20 Jahre Wladimir Putin – 16 Jahre davon als Präsident, und die anderen 4 Jahre als Ministerpräsident. Eigentlich wäre für Putin 2024 Schluss. Denn die russische Verfassung erlaubt nur zwei Amtszeiten als Präsident hintereinander. Doch er will weitermachen – und dafür muss die Verfassung reformiert werden. In einem Referendum wird jetzt darüber abgestimmt.

Rund 110 Millionen Russen und Russinnen sind aufgerufen, ihre Stimme abzugeben. Mit Mundschutz und Plastikhandschuhen werfen sie ihre Wahlzettel in die Urnen. In Corona-Zeiten entscheiden sie über die Zukunft des amtierenden Präsidenten: mit einem einzigen Kreuz. Stimmt die Mehrheit für "Ja", könnte Wladimir Putin noch ein drittes oder sogar viertes Mal zum Präsidenten gewählt werden. Eine Verfassungsänderung, die Deutschlandfunk-Korrespondent Thielko Grieß als "Spezialgesetz für Wladimir Putin" bezeichnet.

"Die Verfassungsänderung erlaubt es Putin neu anzutreten. Normalerweise ist das begrenzt. Er kann nur zwei Amtszeiten machen. Das soll jetzt aufgehoben werden – als Spezialgesetz für Wladimir Putin."
Thielko Grieß, Deutschlandfunk-Korrepsondent für Russland

Keine Alternative zu Putin

Die Zustimmungswerte für Putin sinken, dennoch sage das noch nichts über den Ausgang des Referendums aus, sagt unser Korrespondent. Nach Angaben des unabhängigen Levada-Instituts sind die Zustimmungswerte von Mai 2018 bis Mai 2020 von 79 auf 59 Prozent gefallen. Das bedeute allerdings nicht, dass Putin Angst um die Mehrheit für die Verfassungsänderung haben müsse, sagt Thielko Grieß. Die Erfolgschancen für den Präsidenten seien hoch, denn Russland sei ein Land, das nicht nach demokratischen Spielregeln funktioniere.
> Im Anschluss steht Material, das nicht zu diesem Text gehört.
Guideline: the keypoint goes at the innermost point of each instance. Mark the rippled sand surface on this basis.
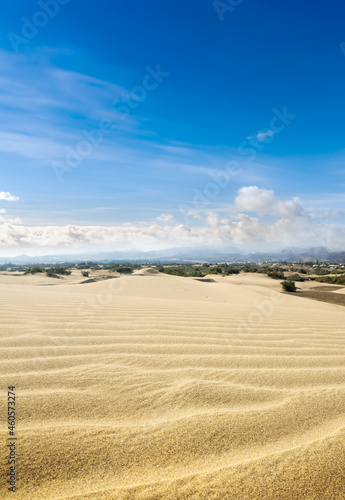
(159, 387)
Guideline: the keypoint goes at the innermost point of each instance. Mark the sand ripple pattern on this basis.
(157, 391)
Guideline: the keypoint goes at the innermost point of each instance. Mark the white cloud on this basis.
(263, 135)
(165, 218)
(6, 196)
(264, 202)
(292, 225)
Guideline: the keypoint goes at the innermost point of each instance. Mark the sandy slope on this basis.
(155, 386)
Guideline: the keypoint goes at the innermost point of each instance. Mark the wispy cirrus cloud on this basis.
(6, 196)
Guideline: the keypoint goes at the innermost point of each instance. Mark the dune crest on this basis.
(166, 387)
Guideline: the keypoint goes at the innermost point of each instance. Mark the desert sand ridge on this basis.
(152, 386)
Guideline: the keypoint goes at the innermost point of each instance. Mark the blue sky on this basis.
(196, 122)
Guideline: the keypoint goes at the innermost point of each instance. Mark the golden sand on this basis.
(159, 387)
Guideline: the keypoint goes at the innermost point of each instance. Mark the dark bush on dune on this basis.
(288, 286)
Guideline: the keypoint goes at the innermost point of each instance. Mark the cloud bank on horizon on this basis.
(125, 135)
(292, 224)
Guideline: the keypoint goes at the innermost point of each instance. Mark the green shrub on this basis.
(276, 274)
(296, 277)
(288, 286)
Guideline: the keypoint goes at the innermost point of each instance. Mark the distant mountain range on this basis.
(183, 254)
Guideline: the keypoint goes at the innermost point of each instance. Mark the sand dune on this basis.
(151, 386)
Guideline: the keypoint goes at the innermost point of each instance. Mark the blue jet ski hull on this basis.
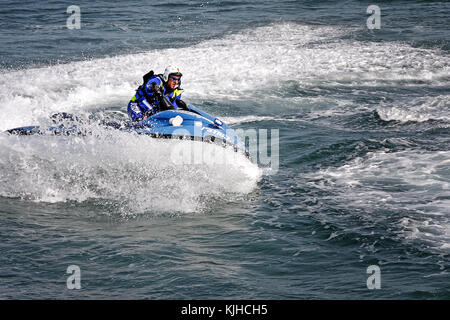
(190, 123)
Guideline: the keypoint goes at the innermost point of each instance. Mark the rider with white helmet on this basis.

Für die Wähler und Wählerinnen gebe es keine Alternative, denn in Russland gibt es keine funktionierende Opposition, sagt der Korrespondent.

"Selbst wenn die Vertrauenswerte zu Putin sinken, heißt das noch lange nicht, dass daraus irgendetwas für die Opposition folgt. Das freie Spiel der politischen Kräfte ist in diesem Land nicht möglich."
Thielko Grieß, Deutschlandfunk-Korrepsondent für Russland

Putin: Große Chancen auf Erfolg

Die sinkenden Umfragewerte für den Präsidenten sind hauptsächlich der wirtschaftlichen Lage geschuldet, sagt Thielko Grieß. Die Menschen würden immer ärmer und unzufriedener. Das schade Putin im Hinblick auf die Verfassungsänderung aber nicht. Ganz im Gegenteil: Große Bevölkerungsgruppen würden ausdrücklich darum gebeten, zur Abstimmung zu gehen und dann ein Selfie mit dem Wahlzettel in der Hand in den sozialen Medien hochzuladen.

Vor allem gehe es dabei um Menschen, die im öffentlichen Dienst oder bei Staatskonzernen, angestellt sind. Sie sind finanziell von der Regierung abhängig, da sie für den Staat arbeiten, so unser Russland-Korrespondet. Für sie gebe es nur eine Option: das Kreuz bei "Ja" zu setzen, denn sonst könnten sie ihren Job verlieren, würden kein Einkommen mehr haben und könnten ihre Familie nicht mehr ernähren.

"Es gibt Berichte, dass Leute aufgefordert werden, von sich und dem Wahlschein mit dem Kreuz bei 'Ja' ein Foto zu machen und das an den Chef weiterzureichen, damit der nach oben melden kann: Mein Büro, meine Einheit, die hat entsprechend abgestimmt."